Week 7-8. Reading more documentation and small tutorials.

In these two weeks, given the amount of information I found, I decided to put into practice some simple tutorial to help me settle all the concepts and be able to relate them.

Small tutorial

The website that helps me is the one provided by learndatasci with a guided exercise for the taxi game.

To see if all the steps were correct, I have been replicating each step with the concepts in a Jupyter booklet that I have published in this repository.

This short tutorial explains how to make your first Reinforcement Learning algorithm using Q-Learning for a taxi (represented by a yellow cursor) to pick up and deliver passengers from specific locations. The goal is for it to do so through the shortest route by correctly picking up passengers at their stop and delivering them to the stop.

This algorithm has two tables, $Q_{table}$ and within it $Q_{values}$. The latter will be updated to remember the most beneficial action in the previous stage. The better $Q_{values}$ will have better opportunities to have better rewards. The $Q_{values}$ (arbitrarily initialized) will be updated using the following equation:

\[Q^{\prime}_{(state, action)} = (1 - \alpha) Q_{(s_t,a_t)} + \alpha [r(s_t, a_t) +\gamma \max_{\alpha}Q_{(s_{t+1},a_{t+1})}]\]

where:

• $r$: is the reward.
• $\alpha$: is the learning rate ($0< \alpha \leq 1$)
• $\gamma$: Discount factor ($o < \gamma \leq 1$). Determine how important we want to be in future rewards. A high value (about 1) considers long term rewards and about 0 makes the agent consider the immediate recommendation, i.e. greedy.
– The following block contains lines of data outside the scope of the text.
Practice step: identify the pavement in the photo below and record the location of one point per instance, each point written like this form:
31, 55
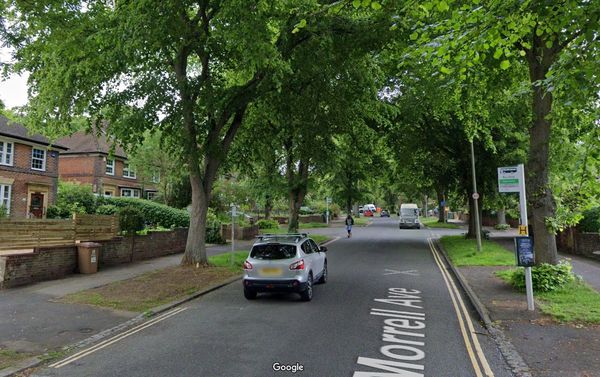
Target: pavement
549, 348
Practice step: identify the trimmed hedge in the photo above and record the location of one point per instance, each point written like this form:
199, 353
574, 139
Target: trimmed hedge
154, 213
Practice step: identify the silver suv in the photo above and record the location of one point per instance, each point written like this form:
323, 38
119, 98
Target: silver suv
284, 263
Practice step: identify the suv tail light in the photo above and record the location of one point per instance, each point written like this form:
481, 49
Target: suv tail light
297, 265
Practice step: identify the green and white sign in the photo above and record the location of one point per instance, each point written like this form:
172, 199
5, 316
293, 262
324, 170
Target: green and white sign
509, 179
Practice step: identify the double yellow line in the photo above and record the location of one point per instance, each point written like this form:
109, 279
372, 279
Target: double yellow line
478, 360
116, 338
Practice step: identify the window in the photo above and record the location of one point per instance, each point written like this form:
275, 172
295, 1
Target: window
5, 197
38, 159
110, 167
6, 152
128, 172
130, 193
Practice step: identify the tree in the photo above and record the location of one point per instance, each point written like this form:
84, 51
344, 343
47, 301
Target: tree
189, 69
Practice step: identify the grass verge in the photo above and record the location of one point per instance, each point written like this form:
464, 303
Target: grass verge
9, 358
463, 252
160, 287
575, 302
432, 222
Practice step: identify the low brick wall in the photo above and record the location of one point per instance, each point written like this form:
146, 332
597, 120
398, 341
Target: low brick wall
241, 233
573, 242
57, 262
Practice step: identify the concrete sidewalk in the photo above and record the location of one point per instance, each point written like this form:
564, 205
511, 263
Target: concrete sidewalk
549, 348
34, 322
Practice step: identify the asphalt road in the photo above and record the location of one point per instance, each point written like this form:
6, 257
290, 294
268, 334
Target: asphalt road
342, 332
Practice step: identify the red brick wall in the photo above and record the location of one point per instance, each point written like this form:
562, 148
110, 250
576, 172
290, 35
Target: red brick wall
57, 262
22, 174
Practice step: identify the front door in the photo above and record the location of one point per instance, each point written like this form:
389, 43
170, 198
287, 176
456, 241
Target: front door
37, 205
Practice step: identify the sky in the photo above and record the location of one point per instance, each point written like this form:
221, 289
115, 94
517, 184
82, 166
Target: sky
13, 90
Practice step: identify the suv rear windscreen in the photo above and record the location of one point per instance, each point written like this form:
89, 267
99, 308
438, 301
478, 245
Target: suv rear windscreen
273, 251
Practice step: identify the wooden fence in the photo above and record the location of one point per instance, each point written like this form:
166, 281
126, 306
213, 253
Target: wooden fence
31, 233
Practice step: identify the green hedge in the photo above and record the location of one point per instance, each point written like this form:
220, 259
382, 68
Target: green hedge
154, 213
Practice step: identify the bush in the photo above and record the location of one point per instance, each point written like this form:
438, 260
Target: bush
154, 213
107, 209
131, 219
267, 224
545, 277
591, 221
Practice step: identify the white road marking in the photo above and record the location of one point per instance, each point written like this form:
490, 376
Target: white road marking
408, 272
116, 338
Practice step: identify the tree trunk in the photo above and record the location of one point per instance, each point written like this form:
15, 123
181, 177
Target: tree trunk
540, 198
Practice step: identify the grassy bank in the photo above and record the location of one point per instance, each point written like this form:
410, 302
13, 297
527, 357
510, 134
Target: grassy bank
432, 222
463, 252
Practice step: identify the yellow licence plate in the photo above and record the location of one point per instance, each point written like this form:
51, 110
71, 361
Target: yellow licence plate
270, 271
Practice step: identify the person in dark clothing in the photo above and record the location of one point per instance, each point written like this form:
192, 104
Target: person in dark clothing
349, 223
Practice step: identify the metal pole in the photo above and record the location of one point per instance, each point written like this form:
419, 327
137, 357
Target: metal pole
475, 200
525, 222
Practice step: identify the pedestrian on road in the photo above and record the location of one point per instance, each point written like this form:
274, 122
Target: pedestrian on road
349, 223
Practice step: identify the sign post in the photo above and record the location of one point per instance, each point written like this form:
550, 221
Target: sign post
512, 179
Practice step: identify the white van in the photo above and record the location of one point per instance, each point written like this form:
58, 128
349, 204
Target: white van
409, 216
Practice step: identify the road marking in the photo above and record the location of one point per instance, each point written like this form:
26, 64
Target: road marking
116, 338
394, 272
456, 298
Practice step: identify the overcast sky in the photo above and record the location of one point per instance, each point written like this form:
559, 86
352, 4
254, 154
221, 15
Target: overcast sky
13, 91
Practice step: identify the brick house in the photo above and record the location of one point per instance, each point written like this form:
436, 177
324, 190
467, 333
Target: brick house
28, 171
91, 160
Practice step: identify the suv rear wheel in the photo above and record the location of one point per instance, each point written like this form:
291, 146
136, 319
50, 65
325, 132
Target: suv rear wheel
306, 295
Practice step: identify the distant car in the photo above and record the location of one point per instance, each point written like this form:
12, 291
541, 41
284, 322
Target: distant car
284, 263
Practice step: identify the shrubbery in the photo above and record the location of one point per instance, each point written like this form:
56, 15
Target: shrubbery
545, 277
591, 221
267, 224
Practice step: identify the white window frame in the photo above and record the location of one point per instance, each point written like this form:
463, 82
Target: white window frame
6, 158
33, 158
3, 189
110, 163
127, 172
132, 193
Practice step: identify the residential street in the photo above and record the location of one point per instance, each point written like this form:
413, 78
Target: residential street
223, 334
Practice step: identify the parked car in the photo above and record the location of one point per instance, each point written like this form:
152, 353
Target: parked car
409, 216
284, 263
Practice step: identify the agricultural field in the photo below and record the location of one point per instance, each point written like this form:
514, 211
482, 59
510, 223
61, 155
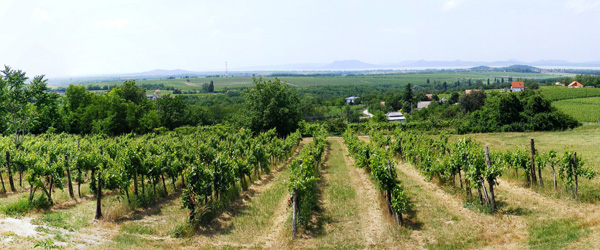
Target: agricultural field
557, 93
371, 79
350, 211
582, 109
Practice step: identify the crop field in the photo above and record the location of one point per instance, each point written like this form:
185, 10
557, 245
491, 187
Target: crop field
351, 212
557, 93
374, 79
582, 109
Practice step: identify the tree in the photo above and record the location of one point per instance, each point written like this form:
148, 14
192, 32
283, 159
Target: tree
211, 87
471, 102
453, 98
272, 104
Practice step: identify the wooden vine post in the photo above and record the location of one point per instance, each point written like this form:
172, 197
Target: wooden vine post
490, 180
69, 178
397, 216
400, 147
532, 167
294, 213
575, 171
12, 185
99, 197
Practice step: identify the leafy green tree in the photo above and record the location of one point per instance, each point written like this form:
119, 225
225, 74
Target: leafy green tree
211, 87
272, 104
471, 102
172, 111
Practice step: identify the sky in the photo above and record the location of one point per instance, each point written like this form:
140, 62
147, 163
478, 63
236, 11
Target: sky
61, 38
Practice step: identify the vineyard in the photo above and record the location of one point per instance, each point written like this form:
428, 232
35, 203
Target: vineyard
215, 187
582, 109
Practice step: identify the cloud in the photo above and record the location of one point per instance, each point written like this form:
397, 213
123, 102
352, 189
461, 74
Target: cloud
111, 24
44, 15
580, 6
397, 30
451, 4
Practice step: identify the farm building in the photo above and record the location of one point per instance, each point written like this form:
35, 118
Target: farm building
395, 117
351, 99
422, 105
575, 84
517, 86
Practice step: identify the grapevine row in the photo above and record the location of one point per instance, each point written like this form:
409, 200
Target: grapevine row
375, 158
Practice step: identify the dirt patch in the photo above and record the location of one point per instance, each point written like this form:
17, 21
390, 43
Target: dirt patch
21, 227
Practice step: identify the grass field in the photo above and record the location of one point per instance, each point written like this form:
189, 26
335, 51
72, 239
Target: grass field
582, 109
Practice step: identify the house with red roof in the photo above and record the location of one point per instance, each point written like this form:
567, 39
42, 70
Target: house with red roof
575, 84
517, 86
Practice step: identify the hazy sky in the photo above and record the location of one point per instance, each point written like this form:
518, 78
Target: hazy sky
69, 38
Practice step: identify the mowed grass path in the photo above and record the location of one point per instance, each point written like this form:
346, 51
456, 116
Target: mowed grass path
352, 215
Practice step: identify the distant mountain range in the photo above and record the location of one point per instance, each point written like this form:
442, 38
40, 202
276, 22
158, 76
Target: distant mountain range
344, 65
162, 72
359, 65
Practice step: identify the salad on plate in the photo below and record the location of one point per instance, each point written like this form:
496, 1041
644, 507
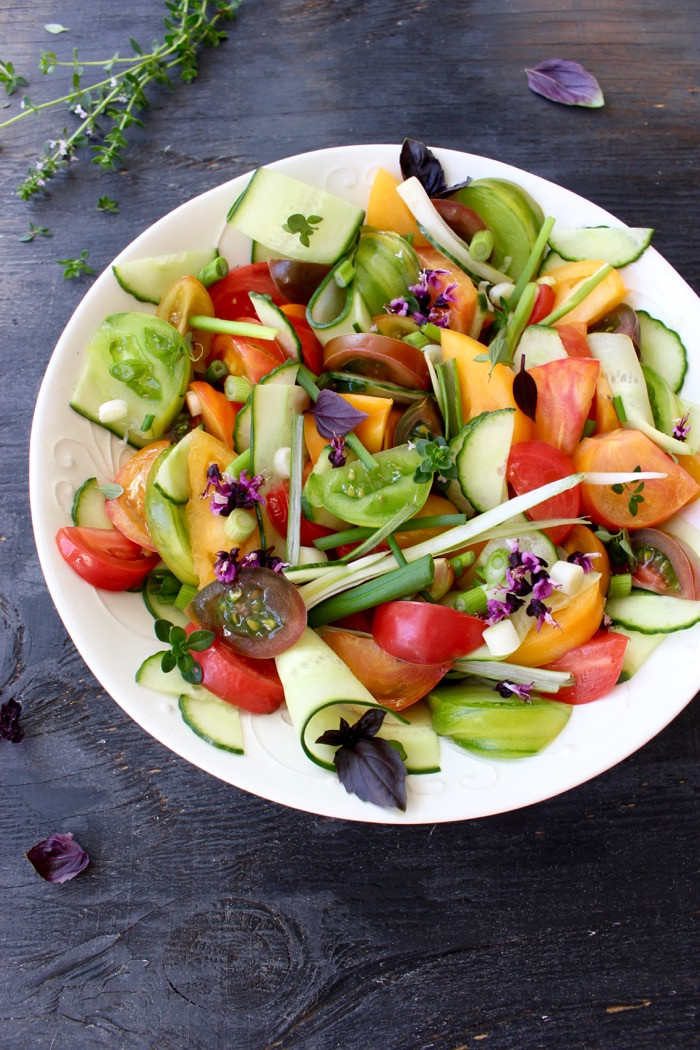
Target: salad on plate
414, 473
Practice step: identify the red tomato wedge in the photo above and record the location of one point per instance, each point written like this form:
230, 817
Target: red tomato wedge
596, 667
394, 683
628, 450
420, 632
127, 510
543, 305
252, 685
104, 557
565, 394
573, 337
230, 294
535, 463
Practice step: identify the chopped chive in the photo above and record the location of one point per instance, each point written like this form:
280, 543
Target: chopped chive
399, 583
619, 408
237, 389
231, 328
471, 602
306, 380
240, 463
213, 271
620, 585
365, 457
239, 525
343, 273
417, 339
578, 295
481, 246
433, 332
186, 594
216, 371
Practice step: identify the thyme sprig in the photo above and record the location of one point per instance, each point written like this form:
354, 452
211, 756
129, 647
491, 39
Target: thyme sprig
109, 106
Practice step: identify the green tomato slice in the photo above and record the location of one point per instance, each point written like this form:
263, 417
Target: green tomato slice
369, 498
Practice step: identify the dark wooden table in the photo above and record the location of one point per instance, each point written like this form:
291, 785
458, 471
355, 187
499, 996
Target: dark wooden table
209, 918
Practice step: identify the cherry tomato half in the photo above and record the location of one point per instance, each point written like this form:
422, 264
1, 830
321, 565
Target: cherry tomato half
230, 294
127, 511
596, 667
104, 557
379, 356
535, 463
394, 683
259, 614
629, 450
420, 632
252, 685
277, 506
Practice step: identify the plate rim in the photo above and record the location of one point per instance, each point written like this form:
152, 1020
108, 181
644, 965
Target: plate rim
329, 803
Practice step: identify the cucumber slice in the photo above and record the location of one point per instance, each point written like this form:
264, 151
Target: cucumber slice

The learned value is a combination of the rewards for taking the current value in the current state and the discounted maximum rewards of the next state we will be in once we take the current action.

To prevent the algorithm from learning a “fixed path” (overfitting) an Epsilon parameter ($\epsilon$) is introduced. It combines two states: the exploration and exploitation dilemma.

A low epsilon will occur in episodes with more penalties. This will be the case when the algorithm is exploring, since the parameter $\epsilon$ does not influence the agent. The result is as follows:

Taxi solution. Left with NO QLearning. Right with QLearning algorithm.

With this tutorial I understood how the $\epsilon$ parameter works in this field. The algorithm would act in certain cases just like humans. If something has gone well for me, why try different combinations? With this parameter the algorithm is being forced to explore other paths or to exploit the best path.

For more information visit the original article or the Jupyter notebook mentioned above.

Items read.

After this, I try to read other papers related to other types of Reinforcement Learning. These papers are as follows:

1. Pong from pixels. The tutorial has been followed and analyzed in this Jupyter notebook.
2. Playing CartPole through Asynchronous Advantage Actor Critic (A3C).

3. Google X’s Deep Reinforcement Learning in Robotics using Vision. Presents the Qt-Opt algorithm is designed by combining two methods:

   • Large-scale Distributed Optimization. Using multiple robots to train model faster, making it a large-scale distributed system.

   • Deep Q-learning algorithm. RL technique used to learn a policy, which tells an agent which action to take under which circumstances.